Persistence refers to the writing of data to durable storage, such as a solid-state disk (SSD). Redis itself provides a range of persistence options:

  • RDB (Redis Database): The RDB persistence performs point-in-time snapshots of your dataset at specified intervals. RDB files are perfect for backups. For instance you may want to archive your RDB files every hour for the latest 24 hours, and to save an RDB snapshot every day for 30 days.
  • AOF (Append Only File): The AOF persistence logs every write operation received by the server, that will be played again at server startup, reconstructing the original dataset. Commands are logged using the same format as the Redis protocol itself, in an append-only fashion. Redis is able to rewrite the log in the background when it gets too big.
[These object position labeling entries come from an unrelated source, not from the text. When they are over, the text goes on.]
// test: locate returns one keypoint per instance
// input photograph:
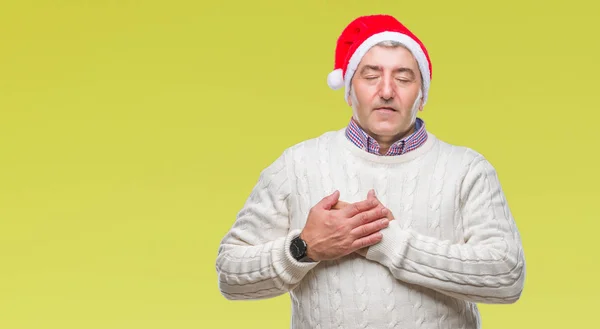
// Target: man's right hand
(331, 234)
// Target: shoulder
(305, 149)
(314, 145)
(460, 155)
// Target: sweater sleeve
(253, 260)
(487, 267)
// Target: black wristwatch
(298, 250)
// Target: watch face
(297, 248)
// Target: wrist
(300, 249)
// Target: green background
(131, 133)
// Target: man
(379, 224)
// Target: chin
(385, 129)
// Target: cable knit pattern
(454, 242)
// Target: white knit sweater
(453, 242)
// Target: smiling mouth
(385, 108)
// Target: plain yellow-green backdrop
(131, 133)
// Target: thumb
(330, 200)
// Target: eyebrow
(378, 68)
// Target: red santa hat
(365, 32)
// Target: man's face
(386, 92)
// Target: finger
(340, 204)
(367, 241)
(370, 228)
(366, 217)
(371, 194)
(359, 207)
(330, 200)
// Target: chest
(422, 195)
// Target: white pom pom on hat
(335, 79)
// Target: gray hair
(386, 44)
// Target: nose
(386, 89)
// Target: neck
(385, 142)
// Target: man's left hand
(371, 195)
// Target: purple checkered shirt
(361, 139)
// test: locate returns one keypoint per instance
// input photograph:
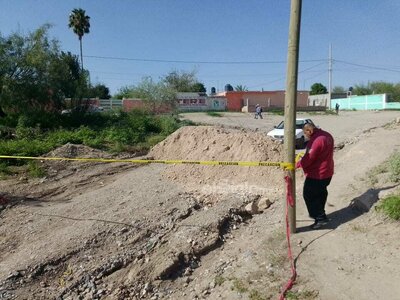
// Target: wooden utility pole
(291, 100)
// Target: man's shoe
(319, 223)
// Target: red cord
(289, 201)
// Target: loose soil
(122, 231)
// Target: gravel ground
(116, 231)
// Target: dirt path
(357, 257)
(124, 232)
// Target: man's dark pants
(315, 194)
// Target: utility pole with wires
(330, 75)
(291, 103)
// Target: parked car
(90, 109)
(278, 132)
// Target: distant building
(247, 100)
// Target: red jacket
(317, 163)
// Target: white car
(278, 131)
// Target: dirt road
(123, 232)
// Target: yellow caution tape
(299, 156)
(284, 165)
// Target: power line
(196, 62)
(367, 66)
(284, 77)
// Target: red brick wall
(236, 100)
(129, 104)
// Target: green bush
(394, 167)
(35, 170)
(214, 114)
(390, 206)
(114, 131)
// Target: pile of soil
(206, 143)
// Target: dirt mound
(221, 144)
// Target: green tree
(35, 76)
(125, 92)
(99, 91)
(362, 89)
(80, 24)
(199, 87)
(154, 94)
(183, 82)
(318, 88)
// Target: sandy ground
(118, 231)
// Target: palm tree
(80, 24)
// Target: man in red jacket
(317, 164)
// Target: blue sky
(217, 39)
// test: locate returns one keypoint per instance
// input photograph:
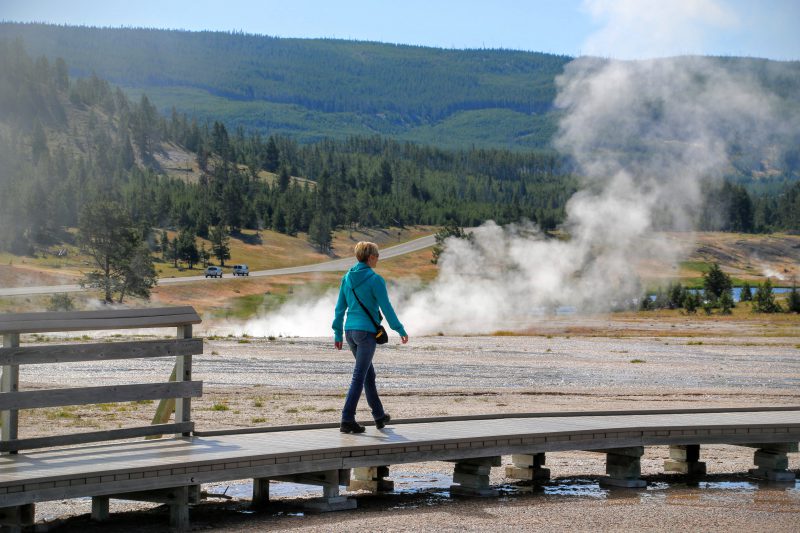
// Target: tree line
(717, 296)
(68, 145)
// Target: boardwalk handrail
(179, 390)
(51, 322)
(496, 416)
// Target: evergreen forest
(67, 142)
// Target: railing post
(10, 383)
(183, 372)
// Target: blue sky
(623, 29)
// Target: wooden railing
(178, 391)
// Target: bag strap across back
(374, 323)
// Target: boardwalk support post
(528, 468)
(685, 459)
(371, 479)
(472, 477)
(260, 492)
(15, 519)
(177, 498)
(772, 461)
(329, 480)
(624, 468)
(9, 382)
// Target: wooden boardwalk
(145, 465)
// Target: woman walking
(363, 295)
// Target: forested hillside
(67, 143)
(314, 88)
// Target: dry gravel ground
(623, 362)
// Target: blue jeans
(362, 344)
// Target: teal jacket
(371, 291)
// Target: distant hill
(313, 88)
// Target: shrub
(764, 300)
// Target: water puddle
(414, 490)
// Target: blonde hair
(364, 249)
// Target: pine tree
(272, 160)
(764, 299)
(690, 303)
(319, 232)
(716, 282)
(746, 293)
(793, 301)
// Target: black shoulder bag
(381, 337)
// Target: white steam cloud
(645, 136)
(654, 28)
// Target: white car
(213, 272)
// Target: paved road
(339, 265)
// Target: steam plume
(645, 136)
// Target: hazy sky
(614, 28)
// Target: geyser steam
(645, 136)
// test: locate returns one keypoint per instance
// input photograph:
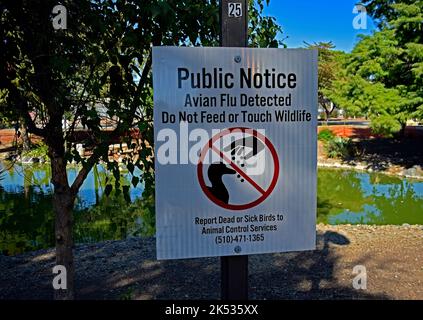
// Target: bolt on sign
(235, 150)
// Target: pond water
(27, 220)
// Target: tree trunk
(63, 204)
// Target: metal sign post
(234, 33)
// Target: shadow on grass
(381, 153)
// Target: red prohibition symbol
(264, 193)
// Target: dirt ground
(392, 256)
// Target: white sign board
(235, 150)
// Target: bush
(326, 135)
(38, 151)
(340, 147)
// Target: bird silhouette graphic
(218, 188)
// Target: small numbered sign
(235, 9)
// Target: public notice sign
(235, 150)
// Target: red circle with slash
(264, 193)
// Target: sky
(317, 20)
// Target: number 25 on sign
(234, 9)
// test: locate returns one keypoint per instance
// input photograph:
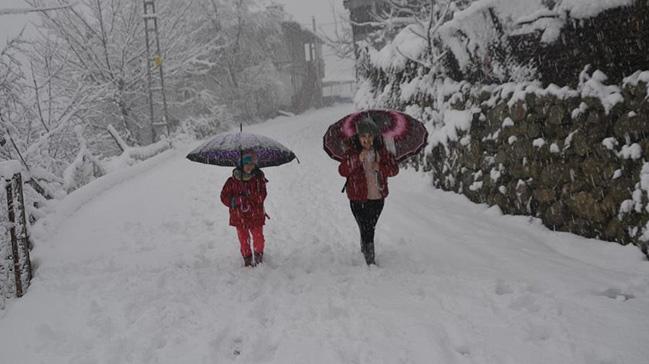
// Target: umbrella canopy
(225, 150)
(403, 135)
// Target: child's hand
(237, 201)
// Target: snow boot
(247, 261)
(368, 252)
(259, 258)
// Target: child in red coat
(367, 166)
(244, 194)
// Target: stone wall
(574, 160)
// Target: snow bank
(409, 43)
(593, 86)
(581, 9)
(454, 122)
(9, 168)
(57, 211)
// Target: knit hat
(367, 126)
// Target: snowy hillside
(147, 271)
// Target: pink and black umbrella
(403, 135)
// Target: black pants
(367, 214)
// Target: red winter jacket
(352, 168)
(245, 199)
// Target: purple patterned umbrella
(225, 150)
(403, 135)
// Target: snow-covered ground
(149, 272)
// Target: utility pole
(157, 95)
(316, 62)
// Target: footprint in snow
(616, 294)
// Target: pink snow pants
(257, 238)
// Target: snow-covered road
(149, 272)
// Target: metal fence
(15, 244)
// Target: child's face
(367, 140)
(248, 167)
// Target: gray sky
(10, 25)
(302, 10)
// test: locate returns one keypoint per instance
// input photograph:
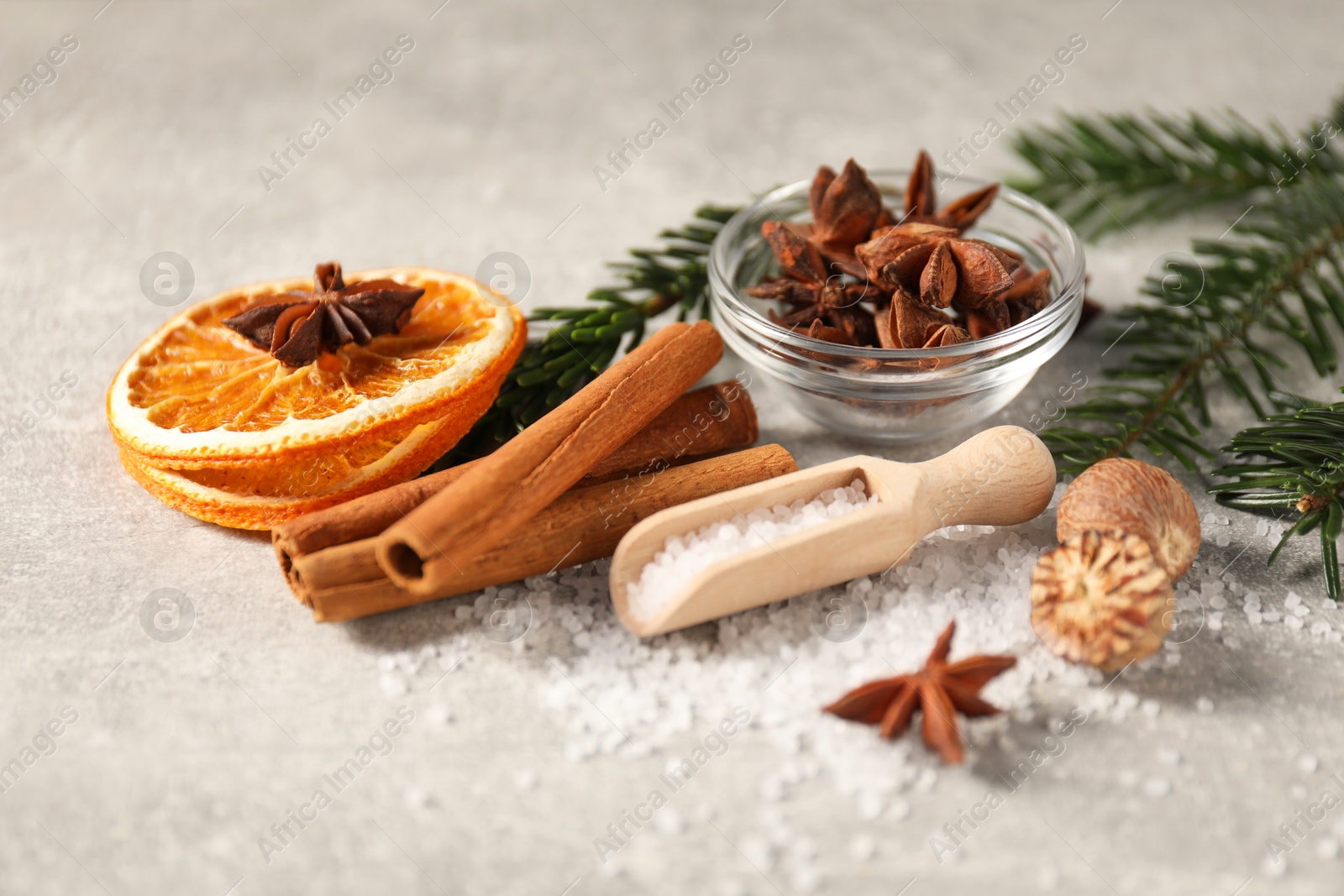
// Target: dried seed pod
(1101, 598)
(1139, 499)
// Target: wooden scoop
(1000, 477)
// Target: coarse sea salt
(685, 557)
(618, 696)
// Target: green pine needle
(582, 342)
(1284, 277)
(1106, 172)
(1280, 278)
(1303, 470)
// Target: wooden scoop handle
(999, 477)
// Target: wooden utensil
(1000, 477)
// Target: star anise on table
(940, 689)
(812, 293)
(921, 201)
(297, 327)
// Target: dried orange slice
(221, 429)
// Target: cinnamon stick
(483, 508)
(346, 582)
(702, 422)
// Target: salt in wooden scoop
(999, 477)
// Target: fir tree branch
(1106, 172)
(582, 342)
(1285, 277)
(1303, 470)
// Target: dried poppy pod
(1101, 598)
(1139, 499)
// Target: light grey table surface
(486, 139)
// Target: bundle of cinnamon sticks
(564, 492)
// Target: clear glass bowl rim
(808, 351)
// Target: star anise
(911, 324)
(846, 208)
(297, 327)
(937, 265)
(922, 201)
(811, 293)
(941, 689)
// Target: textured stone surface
(185, 752)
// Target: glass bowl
(894, 394)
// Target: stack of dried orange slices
(286, 396)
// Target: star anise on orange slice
(937, 265)
(921, 201)
(296, 332)
(940, 691)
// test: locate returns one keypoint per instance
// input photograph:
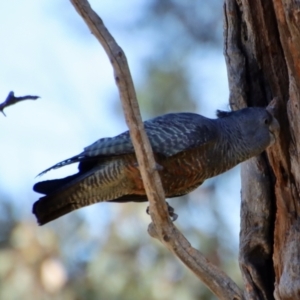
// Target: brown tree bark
(262, 50)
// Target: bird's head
(257, 127)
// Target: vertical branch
(161, 228)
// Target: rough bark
(262, 50)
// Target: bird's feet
(171, 212)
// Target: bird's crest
(224, 114)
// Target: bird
(188, 148)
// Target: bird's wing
(168, 135)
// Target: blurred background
(174, 49)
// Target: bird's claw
(171, 212)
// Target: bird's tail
(57, 201)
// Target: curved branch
(162, 228)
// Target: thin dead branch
(162, 228)
(12, 99)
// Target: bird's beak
(274, 129)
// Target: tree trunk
(262, 50)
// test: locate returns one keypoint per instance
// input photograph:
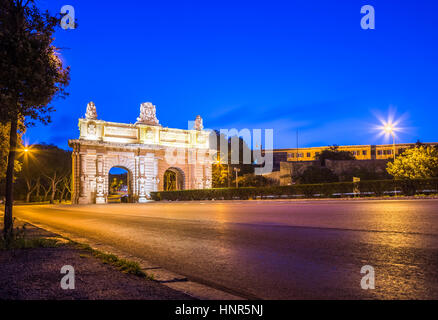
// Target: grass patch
(19, 240)
(24, 243)
(123, 265)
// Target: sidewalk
(34, 273)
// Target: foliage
(416, 163)
(4, 150)
(223, 173)
(337, 189)
(219, 173)
(252, 180)
(316, 174)
(365, 174)
(333, 153)
(31, 72)
(31, 76)
(46, 174)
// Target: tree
(4, 150)
(31, 75)
(416, 163)
(223, 174)
(314, 174)
(333, 153)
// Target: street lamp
(389, 129)
(237, 182)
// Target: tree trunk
(52, 197)
(8, 222)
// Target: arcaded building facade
(146, 150)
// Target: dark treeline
(45, 174)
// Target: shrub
(376, 188)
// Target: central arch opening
(119, 185)
(173, 180)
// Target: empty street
(270, 249)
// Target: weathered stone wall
(340, 167)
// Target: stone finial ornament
(91, 113)
(198, 123)
(147, 114)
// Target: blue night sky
(287, 65)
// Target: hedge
(337, 189)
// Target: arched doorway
(119, 185)
(173, 180)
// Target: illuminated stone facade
(145, 149)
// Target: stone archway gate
(145, 149)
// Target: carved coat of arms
(148, 114)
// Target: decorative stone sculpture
(91, 113)
(147, 114)
(198, 123)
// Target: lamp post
(390, 130)
(237, 182)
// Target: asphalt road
(271, 249)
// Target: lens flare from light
(390, 126)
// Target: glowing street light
(389, 128)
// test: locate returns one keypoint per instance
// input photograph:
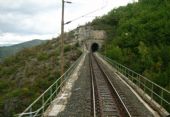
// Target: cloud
(21, 20)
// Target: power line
(87, 13)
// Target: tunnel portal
(94, 47)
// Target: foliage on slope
(12, 50)
(26, 75)
(138, 36)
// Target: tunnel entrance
(94, 47)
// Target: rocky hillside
(12, 50)
(26, 75)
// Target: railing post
(162, 97)
(56, 88)
(30, 112)
(51, 90)
(152, 91)
(144, 86)
(43, 103)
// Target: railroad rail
(106, 102)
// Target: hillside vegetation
(26, 75)
(12, 50)
(138, 36)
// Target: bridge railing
(38, 107)
(156, 93)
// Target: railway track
(106, 102)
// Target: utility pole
(62, 36)
(62, 39)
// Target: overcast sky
(23, 20)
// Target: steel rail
(125, 109)
(143, 83)
(93, 89)
(114, 89)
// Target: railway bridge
(96, 86)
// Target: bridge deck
(78, 103)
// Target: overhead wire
(102, 7)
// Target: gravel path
(79, 104)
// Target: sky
(24, 20)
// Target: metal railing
(38, 107)
(153, 90)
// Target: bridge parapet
(156, 96)
(38, 107)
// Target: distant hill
(24, 76)
(12, 50)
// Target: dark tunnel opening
(94, 47)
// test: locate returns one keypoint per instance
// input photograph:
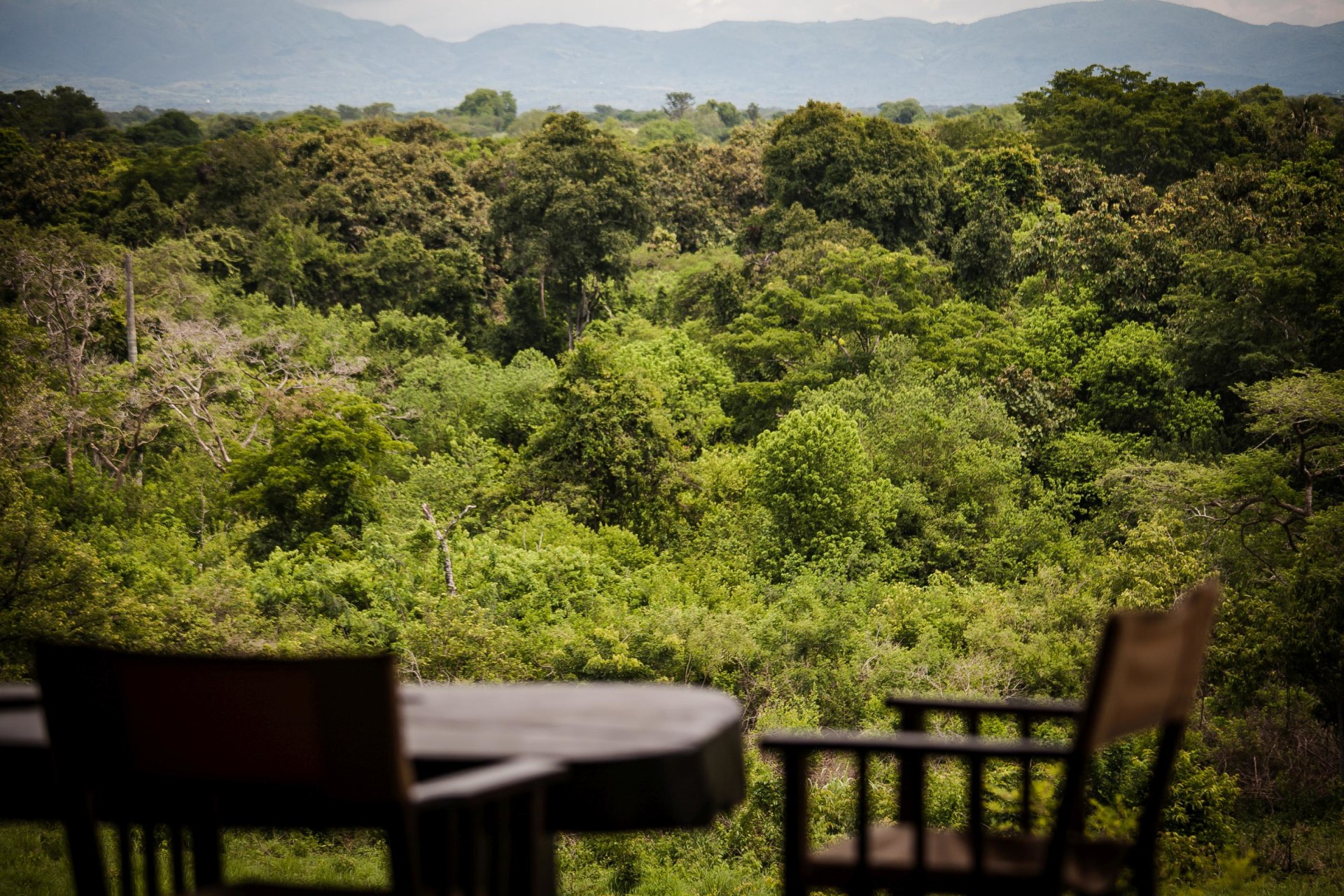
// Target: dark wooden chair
(1145, 676)
(182, 747)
AOF log is an append-only log, so there are no seeks, nor corruption problems if there is a power outage. Even if the log ends with a half-written command for some reason (disk full or other reasons) the redis-check-aof tool is able to fix it easily.
  • No persistence: If you wish, you can disable persistence completely, if you want your data to just exist as long as the server is running.
  • RDB + AOF: It is possible to combine both AOF and RDB in the same instance. Notice that, in this case, when Redis restarts the AOF file will be used to reconstruct the original dataset since it is guaranteed to be the most complete.

How can use Redis for Distributed Locks?

Redis uses Redlock algorithm, which implements a DLM (Distributed Lock Manager) which we believe to be safer than the vanilla single instance approach.

Minimum guarantees needed to use distributed locks in an effective way.

  • Safety property: Mutual exclusion. At any given moment, only one client can hold a lock.
  • Liveness property A: Deadlock free. Eventually it is always possible to acquire a lock, even if the client that locked a resource crashes or gets partitioned.
  • Liveness property B: Fault tolerance. As long as the majority of Redis nodes are up, clients are able to acquire and release locks.